To make this all work together, I had to increase the angle of two, original bends in the guide rod from the gentle "S", to a more drastic, almost "Z" pattern, athough the bends themselves turned out quite smooth, as the tubing didn't kink like I thought it might. This gave me the needed offset for the string stopper, and for the back angled bend necessary for the cable slide. Making that bend was a little more tricky.
I made these bends by heating the stainless tubing with a propane torch, holding on to it with leather gloves, while the tubing was wrapped in a wet paper towel; the thick, blue, kind for shop use. When the tubing was properly heated, I jammed one end into a convenient hole in my truck bed...a flat bed dually, that often serves as my work table...and carefully applied pressure to make the bend. There was a dunk bucket at my feet for when it got a little too warm.
Now I know at this point I probably seem like some kind of real genius, and a few of you are probably considering nominating me for one or more awards. I can't blame you for thinking so, for I have been mistaken as such on many other occasions. But in all honesty, it usually doesn't take me long to do something stupid, and prove otherwise. In this case, for instance, I discovered that when you dunk red-hot tubing in a bucket of water, the tubing instantly turns some of the water to steam, creating pressure in the tube, which blasts the rest of the scalding hot water from the end of said tubing with the force of Old Faithful! Luckily I was saved from a mad dash to the house searching for the bottle of Aloe Vera hidden somewhere in my bathroom by the aforementioned paper towel, and leather gloves. Always wear saftey glasses, kids!
I also discovered how to reheat a previously made bend in stainless steel tubing, and make the tubing perfectly straight again, having the need to do so, twice. Fabricating parts by "eye-balling it" does work...eventually...sometimes. In this case I was able to correct multiple misjudgements, and finally create just the right shape. Only took me three days.
Lastly, I was going to parkerize the rod, make it look real nice when it was all set up. But to parkerize, one must first create a uniform layer of iron oxide..."rust". This is how I learned beyond a shadow of a doubt my guide rod was indeed stainless steel.
With parkerizing off the table, my next choice was to refinish the rod with Duracoat, in multiple earth-tones, making a snake-skin pattern! Would have looked really awesome, too! Unfortunately, I discovered each of the three bottles of Duracoat hardener I had safely tucked away inside a plastic baggy in my fridge had long since passed their expiration date. Hardner the consitency of cold honey, which remains so even at room temperature, will NOT mix with the base color, no matter how hard, or how fast you stir! But it will clog up an airbrush quick, fast, and in a hurry!
So, for now, I'm going with a sandblasted, satin finish on my cleverly bent, stainless steel cable guide rod. This is where the roller guide comes in, as sandblasted metal is really quite abrasive, and would have eaten up a standard, friction-type slide.
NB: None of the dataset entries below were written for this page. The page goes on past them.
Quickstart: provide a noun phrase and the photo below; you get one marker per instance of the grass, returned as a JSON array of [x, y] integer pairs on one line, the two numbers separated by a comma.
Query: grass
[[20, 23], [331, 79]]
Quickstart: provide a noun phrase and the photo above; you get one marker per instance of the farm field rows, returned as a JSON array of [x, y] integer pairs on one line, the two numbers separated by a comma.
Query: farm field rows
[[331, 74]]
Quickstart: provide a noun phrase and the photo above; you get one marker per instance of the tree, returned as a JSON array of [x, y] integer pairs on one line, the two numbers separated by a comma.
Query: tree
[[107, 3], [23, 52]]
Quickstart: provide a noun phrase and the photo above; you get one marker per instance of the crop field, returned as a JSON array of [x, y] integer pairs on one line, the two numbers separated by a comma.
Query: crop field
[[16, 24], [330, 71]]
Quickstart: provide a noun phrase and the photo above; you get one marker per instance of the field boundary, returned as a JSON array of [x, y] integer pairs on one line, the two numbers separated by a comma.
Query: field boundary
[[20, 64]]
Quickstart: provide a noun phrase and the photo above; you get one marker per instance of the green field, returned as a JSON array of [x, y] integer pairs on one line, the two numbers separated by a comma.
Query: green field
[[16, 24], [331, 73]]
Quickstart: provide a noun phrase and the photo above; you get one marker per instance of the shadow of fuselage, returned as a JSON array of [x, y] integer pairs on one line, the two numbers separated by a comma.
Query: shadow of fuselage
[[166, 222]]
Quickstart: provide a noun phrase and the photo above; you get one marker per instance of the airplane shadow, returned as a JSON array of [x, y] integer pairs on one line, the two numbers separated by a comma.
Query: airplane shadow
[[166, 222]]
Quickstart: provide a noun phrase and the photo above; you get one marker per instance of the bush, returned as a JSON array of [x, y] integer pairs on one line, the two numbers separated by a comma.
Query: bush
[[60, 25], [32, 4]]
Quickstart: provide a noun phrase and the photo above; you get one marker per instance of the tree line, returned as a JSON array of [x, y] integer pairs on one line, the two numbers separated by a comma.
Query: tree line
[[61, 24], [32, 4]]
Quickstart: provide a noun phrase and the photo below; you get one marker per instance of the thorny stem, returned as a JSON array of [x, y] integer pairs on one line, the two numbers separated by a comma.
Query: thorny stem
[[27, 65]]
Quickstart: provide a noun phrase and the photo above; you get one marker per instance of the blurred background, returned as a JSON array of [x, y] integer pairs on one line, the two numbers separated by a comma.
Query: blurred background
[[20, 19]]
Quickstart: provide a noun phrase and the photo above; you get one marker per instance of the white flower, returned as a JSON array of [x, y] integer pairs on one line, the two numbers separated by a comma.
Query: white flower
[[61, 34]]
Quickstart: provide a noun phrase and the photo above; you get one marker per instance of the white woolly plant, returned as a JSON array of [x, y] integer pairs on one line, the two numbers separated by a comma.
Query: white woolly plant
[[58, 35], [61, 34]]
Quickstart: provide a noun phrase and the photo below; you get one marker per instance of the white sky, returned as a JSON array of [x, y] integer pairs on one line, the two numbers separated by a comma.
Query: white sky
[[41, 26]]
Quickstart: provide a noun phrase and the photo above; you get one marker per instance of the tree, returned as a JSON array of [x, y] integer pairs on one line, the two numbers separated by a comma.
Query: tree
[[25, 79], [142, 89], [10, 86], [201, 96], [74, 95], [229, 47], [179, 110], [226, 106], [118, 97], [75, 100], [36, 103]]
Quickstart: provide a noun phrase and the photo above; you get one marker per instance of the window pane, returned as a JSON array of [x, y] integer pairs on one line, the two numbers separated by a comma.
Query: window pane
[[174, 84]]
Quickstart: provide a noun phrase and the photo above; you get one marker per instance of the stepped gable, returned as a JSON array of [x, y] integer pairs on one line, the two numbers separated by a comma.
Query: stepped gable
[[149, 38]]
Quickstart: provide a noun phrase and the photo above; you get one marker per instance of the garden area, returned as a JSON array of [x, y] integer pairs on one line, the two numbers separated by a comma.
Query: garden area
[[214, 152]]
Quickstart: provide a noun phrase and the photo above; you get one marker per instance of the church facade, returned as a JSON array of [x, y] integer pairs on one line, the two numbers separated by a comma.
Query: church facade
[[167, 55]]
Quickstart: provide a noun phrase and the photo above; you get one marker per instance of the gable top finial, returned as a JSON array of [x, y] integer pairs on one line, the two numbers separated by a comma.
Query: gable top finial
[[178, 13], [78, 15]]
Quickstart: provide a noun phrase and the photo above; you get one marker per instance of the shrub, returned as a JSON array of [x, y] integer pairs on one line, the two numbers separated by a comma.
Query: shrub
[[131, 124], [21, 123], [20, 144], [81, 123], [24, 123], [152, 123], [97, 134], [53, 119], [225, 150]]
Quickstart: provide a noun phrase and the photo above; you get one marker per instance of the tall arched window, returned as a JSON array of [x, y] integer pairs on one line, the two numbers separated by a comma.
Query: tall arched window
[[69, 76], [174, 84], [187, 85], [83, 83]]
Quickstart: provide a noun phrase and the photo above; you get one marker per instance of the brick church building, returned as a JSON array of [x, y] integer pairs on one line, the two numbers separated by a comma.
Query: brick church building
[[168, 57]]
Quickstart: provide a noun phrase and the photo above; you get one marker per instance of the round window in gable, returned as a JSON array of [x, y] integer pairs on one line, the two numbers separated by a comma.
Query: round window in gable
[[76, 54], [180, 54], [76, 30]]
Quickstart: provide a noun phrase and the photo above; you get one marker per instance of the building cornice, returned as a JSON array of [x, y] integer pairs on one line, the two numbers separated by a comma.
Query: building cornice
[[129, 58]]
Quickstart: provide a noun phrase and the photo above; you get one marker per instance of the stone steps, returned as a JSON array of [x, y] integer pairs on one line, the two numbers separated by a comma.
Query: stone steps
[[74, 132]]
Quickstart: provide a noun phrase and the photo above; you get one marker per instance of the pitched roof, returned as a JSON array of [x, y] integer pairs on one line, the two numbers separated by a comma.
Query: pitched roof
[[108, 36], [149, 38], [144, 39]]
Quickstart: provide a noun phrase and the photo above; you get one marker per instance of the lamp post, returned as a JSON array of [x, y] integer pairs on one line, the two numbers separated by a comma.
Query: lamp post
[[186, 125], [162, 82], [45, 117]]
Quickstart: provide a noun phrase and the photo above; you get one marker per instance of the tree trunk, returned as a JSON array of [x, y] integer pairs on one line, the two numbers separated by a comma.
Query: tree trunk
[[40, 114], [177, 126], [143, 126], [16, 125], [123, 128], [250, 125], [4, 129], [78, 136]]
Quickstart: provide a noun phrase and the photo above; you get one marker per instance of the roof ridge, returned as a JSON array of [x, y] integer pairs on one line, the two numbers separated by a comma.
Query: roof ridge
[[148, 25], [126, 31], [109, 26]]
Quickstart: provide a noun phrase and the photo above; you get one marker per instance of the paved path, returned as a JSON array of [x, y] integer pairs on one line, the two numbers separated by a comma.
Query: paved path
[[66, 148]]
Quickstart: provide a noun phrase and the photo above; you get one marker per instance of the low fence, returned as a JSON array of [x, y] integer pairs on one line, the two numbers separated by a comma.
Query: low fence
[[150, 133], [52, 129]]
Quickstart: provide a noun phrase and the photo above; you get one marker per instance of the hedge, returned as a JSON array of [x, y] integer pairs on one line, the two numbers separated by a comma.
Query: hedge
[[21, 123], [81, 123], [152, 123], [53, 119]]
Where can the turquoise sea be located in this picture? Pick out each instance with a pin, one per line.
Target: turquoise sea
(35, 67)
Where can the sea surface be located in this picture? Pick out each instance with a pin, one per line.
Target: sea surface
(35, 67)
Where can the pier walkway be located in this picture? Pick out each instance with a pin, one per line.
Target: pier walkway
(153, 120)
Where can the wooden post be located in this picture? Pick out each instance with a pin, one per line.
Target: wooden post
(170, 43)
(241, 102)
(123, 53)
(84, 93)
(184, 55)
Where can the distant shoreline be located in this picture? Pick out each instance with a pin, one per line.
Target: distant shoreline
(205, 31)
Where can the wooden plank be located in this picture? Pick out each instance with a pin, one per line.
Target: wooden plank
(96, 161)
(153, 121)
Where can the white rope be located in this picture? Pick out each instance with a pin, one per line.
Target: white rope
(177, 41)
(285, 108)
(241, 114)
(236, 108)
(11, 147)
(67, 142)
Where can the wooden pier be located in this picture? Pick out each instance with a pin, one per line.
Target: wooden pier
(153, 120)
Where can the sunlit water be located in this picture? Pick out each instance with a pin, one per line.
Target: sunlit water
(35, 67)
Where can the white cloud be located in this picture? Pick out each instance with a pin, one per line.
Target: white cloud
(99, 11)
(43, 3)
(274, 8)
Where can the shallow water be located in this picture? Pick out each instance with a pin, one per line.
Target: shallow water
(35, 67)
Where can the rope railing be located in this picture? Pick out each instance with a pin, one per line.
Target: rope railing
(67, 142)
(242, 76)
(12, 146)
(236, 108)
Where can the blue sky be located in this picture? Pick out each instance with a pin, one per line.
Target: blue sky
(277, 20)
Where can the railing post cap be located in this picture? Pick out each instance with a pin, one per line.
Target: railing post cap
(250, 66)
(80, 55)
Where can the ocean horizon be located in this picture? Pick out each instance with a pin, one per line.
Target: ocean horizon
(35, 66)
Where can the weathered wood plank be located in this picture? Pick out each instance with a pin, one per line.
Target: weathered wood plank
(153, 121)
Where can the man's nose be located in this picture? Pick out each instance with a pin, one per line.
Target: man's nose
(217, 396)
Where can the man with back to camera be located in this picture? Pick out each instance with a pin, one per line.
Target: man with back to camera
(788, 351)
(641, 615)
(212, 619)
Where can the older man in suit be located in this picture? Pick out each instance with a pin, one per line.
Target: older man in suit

Here are pictures of the final product:
Last picture. All I need to do now is serve the string where it contacts the rubber stopper, and put the rubber cap on the end of the guide rod. And install the sight. And add the string loop. And screw in the ol' Doinker. And finish cutting and fletching my spiffy new arrow shafts. And...well, ok, I've got a lot to do, so I'm going to get to it. Hope this helps somebody else that might be thinking about doing something similar. Good luck!
P.S. Did I already mention how important it is to wear saftey glass?
P.P.S. And gloves, too! Thick, leather gloves!